While the focus has often been on coaches of youth sports when it comes to ensuring they are screened with vigorous background checks, other job functions have often slipped through the cracks. In Massachusetts, youth sports referees and umpires will now be subject to screenings for criminal records. The Massachusetts Interscholastic Athletic Association (MIAA), which governs interscholastic athletics for 374 schools in the commonwealth, recently held a board of directors meeting at which it was unanimously decided to proceed with the new rule. Supporters call the ruling one of last gaps in protecting students from school workers.

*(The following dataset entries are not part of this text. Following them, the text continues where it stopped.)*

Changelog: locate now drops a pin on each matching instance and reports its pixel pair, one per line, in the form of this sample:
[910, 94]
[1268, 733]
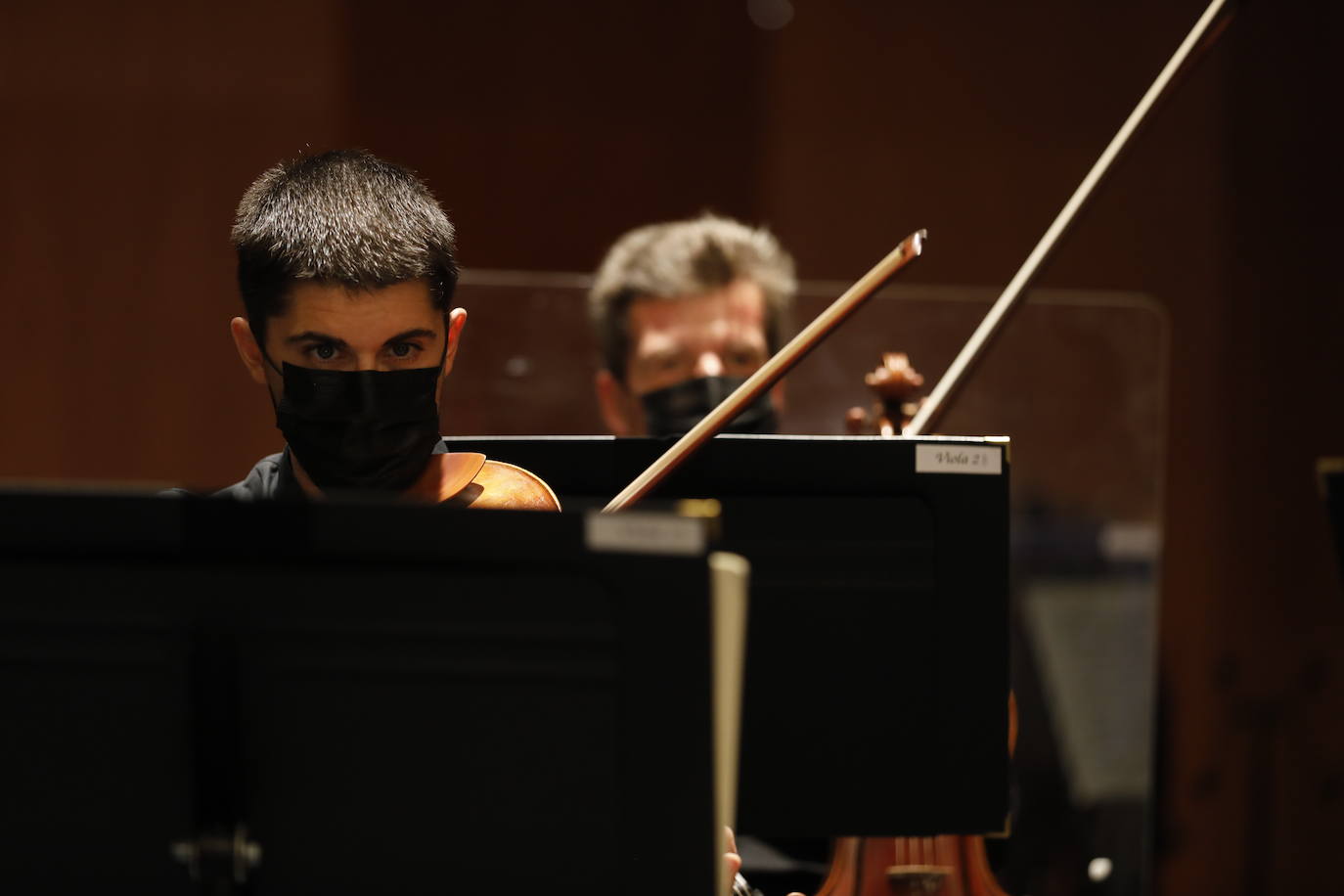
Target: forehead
[356, 315]
[737, 309]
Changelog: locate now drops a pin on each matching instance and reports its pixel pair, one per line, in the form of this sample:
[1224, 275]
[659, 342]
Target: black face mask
[676, 409]
[360, 428]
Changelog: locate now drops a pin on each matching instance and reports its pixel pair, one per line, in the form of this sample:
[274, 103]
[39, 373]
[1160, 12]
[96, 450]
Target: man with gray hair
[683, 312]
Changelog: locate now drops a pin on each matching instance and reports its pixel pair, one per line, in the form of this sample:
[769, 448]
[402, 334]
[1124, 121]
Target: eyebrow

The ruling is likely due to recent unflattering press coverage. In the late December, the Boston Globe published an expose of a convicted child molester working as a high school basketball referee. A review of state court records by the Globe found a total of at least eight school referees who had been convicted of serious crimes —from distributing narcotics in a school zone and illegal gun possession to larceny, embezzlement and gambling. At the time the story was published, the newspaper noted Massachusetts was lagging behind many other states when it came to ensuring the safety of student athletes.
In addition, the MIAA was about to be compelled legislatively to make the move: Massachusetts State Representative Carole Fiola had already filed legislation aimed at compelling the association to perform background checks on all game officials. For its part, the MIAA said that it had already been studying the issue with an intent to take action when the Globe story broke and Fiola filed legislation.
“This is a big step in terms of becoming more actively engaged with a group of people who have been working with our kids,’’ said Richard Pearson, the MIAA’s associate executive director, who oversaw the initiative.
Massachusetts now becomes the 28th U.S. state to mandate criminal background checks for school sports officials. Each official who works in the state will now be checked for a criminal history before the spring of 2016. According to the Boston Globe, not all of the state’s referees are supportive of the program, however.
“The state’s referees have been widely divided over the issue, with many supporting background checks to beef up student safety, and many others saying the checks would be an unnecessary and costly nuisance,” wrote the Globe’s Bob Hohler.
The state’s approximately 8,000 certified athletic officials will pay for their own screenings. The cost has been estimated to run between $35 and $40 per check.